Follow the steps below to get started:


Prepare:


  • Buy a clicker! Google "dog training clicker" or search on Amazon. Don't worry too much about type - just pick one that gets good reviews for quality.

  • Prepare rewards. Most people will use food. Small, moist, easily swallowed chunks are best. Most dogs will respond well to chicken but always be mindful of any allergies/intolerance your dog may have.

  • Gather your dog somewhere distraction-free like the living room. Have your clicker in one hand with your finger poised on the button. Have treats in the other hand and be ready to feed.


Charge your clicker:


"Charging a clicker" means conditioning your dog to understand what the click noise means: rewards. Charging is important as initially the noise will mean nothing to them. Once you've charged a clicker a few times most dogs will understand how the game works. At that point, you can go straight to training.


To charge a clicker:


  • Let your dog see/smell the treats in your hand

  • Press the clicker and immediately deliver a treat to their mouth

  • Repeat, repeat, repeat. Quickly do several repetitions of this to embed the new learning. On your first go, do upwards of 30 repetitions.

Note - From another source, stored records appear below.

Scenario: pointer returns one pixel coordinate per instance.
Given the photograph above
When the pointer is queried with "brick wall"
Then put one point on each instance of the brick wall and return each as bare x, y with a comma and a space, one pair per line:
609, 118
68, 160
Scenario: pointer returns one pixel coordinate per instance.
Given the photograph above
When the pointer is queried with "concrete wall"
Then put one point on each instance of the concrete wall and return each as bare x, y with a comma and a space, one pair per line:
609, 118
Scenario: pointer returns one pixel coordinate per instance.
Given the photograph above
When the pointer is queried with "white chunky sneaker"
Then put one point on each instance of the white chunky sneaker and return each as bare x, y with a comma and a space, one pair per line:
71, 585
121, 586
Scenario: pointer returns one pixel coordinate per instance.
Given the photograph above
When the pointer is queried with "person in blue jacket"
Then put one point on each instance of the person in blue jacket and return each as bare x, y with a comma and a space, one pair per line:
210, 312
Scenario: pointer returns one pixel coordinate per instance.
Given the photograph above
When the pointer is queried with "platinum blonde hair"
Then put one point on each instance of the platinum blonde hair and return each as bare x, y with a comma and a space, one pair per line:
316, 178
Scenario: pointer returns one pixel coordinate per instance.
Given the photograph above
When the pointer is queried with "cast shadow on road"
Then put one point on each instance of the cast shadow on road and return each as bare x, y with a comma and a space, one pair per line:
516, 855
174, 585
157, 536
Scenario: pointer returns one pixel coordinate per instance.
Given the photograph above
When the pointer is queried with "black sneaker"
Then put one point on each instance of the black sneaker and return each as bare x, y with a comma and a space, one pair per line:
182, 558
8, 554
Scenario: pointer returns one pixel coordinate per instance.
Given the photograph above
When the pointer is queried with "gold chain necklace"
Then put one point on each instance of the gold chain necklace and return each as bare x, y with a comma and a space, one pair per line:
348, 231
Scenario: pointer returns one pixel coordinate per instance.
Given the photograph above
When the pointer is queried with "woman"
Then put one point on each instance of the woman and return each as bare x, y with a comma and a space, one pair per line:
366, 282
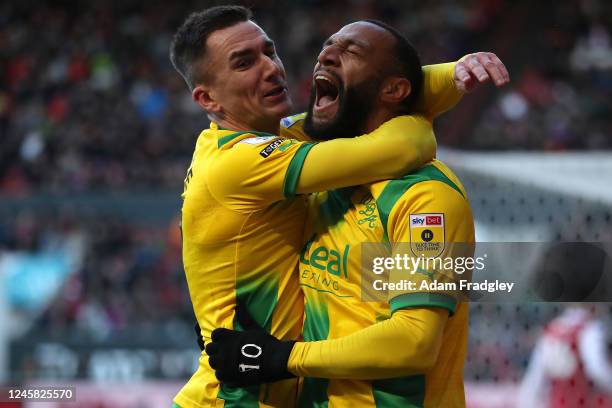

  • To test whether your dog understands you should now take a short break (around 2-3 minutes). Let them settle or wander off etc. After a few minutes, press the clicker again when they're near you. If they immediately give you attention then the clicker is charged. Your dog has learned that the noise = good things and will pay attention when they hear it in the hopes of earning rewards.

  • If they don't respond - do more repetitions over several short sessions and try again.


Train with the clicker:


  • Pick a behaviour your dog can already do (I'll use Sit for this example)

  • Gather your dog somewhere distraction-free like the living room. Have your clicker in one hand with your finger poised on the button. Have treats in the other hand and be ready to feed.

  • Ask your dog to Sit

  • Click when they sit down

  • Reward them with a treat


Starting with a behaviour your dog can already do is useful for getting them used to clicker training. If you pick a new, unlearned behaviour you can risk confusing the dog. Always introduce one new thing at a time in dog training.


What next:


Get in the habit of using the clicker when training with your dog. If you're teaching a new behaviour, make sure you know how to go about doing it before you start to avoid devaluing the tool.


Clicker training can be used in most situations/for most behaviours.